BP Settlement Offers New Opportunities
On Thursday morning, press conferences were held across the Gulf Coast to announce a $18.5 billion settlement with BP. Once this settlement is approved by the court, it will put an end to the legal proceedings between BP and the states to quantify the damage caused to the Gulf Coast as a result of the 2010 Deepwater Horizon oil spill, as well as BP’s liability for that damage.
Alabama will receive a total of $2.3 billion from the settlement over the course of 18 years, which will be split between the state’s General Fund and the Alabama Gulf Coast Recovery Council (AGCRC). $1 billion will be paid to the General Fund to assist with what the governor is calling “economic recovery,” while the AGCRC will receive $1.3 billion to fund coastal restoration projects.
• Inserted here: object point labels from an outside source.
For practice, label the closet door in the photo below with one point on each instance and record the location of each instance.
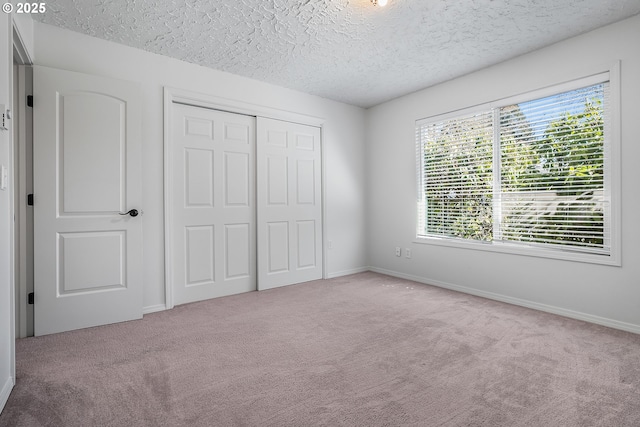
(289, 203)
(213, 203)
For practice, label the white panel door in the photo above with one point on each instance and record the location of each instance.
(86, 162)
(289, 203)
(213, 203)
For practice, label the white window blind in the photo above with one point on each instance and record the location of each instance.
(457, 176)
(553, 158)
(532, 172)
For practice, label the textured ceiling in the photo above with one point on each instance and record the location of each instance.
(346, 50)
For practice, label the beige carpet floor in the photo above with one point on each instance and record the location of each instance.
(361, 350)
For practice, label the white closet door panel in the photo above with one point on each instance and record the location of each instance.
(213, 212)
(289, 203)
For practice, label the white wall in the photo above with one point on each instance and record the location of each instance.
(343, 138)
(603, 294)
(6, 284)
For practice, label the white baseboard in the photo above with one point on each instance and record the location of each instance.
(347, 272)
(6, 391)
(153, 308)
(611, 323)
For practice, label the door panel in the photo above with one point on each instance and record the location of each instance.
(289, 203)
(213, 212)
(87, 257)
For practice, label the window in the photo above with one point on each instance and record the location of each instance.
(529, 174)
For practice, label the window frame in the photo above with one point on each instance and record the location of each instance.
(612, 169)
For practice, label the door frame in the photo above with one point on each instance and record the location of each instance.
(21, 140)
(181, 96)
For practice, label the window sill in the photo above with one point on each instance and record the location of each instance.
(512, 249)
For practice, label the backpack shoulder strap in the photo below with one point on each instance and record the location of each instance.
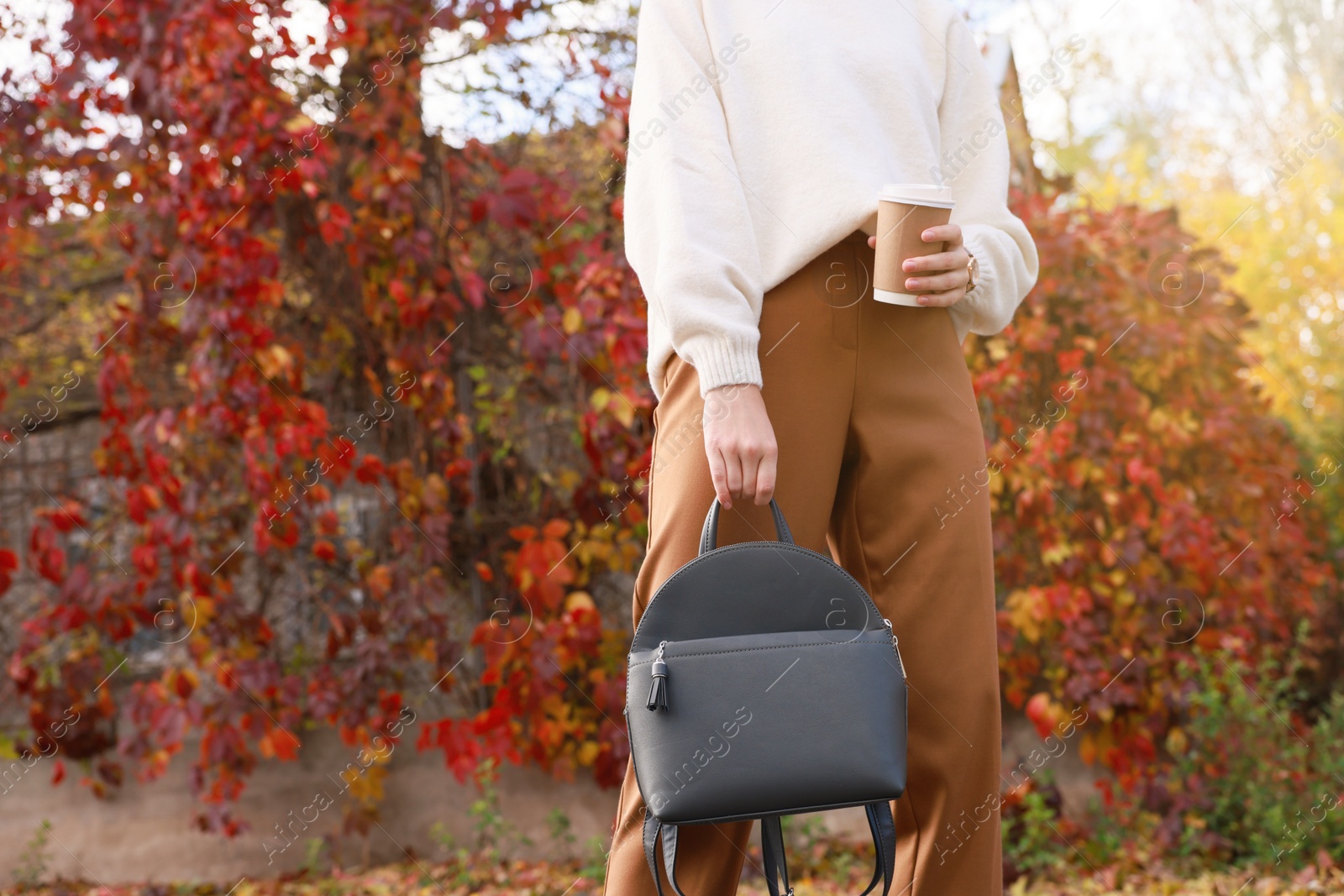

Governor Bentley stressed that even though the General Fund will be seeing an influx of cash, we do not know when to expect the payments from BP, and this money is “not a solution” to the state’s budget crisis. Legislators will still return to Montgomery later this summer for a special legislative session to draft a 2016 budget. We believe that the $1 billion being allocated to the General Fund should be used to fund line items directly related to Alabama’s natural resources, including state parks and public lands and the Department of Environmental Management. Our state parks are facing devastating budget cuts, and closing these parks would be disastrous for the communities that rely on them as economic drivers.
Since the money has been divided between the General Fund and the AGCRC, it is crucial that the funding the AGCRC receives is spent only on environmental restoration projects. We all know that Alabama’s natural resources are the foundation of its economy, and spending this money on anything but making sure those resources are healthy and resilient is short-sighted.
If spent correctly, the settlement money will make large-scale, long-lasting improvements in our state. Conservation Alabama is committed to making sure that the legacy of this settlement is a healthier, stronger, more vibrant Alabama.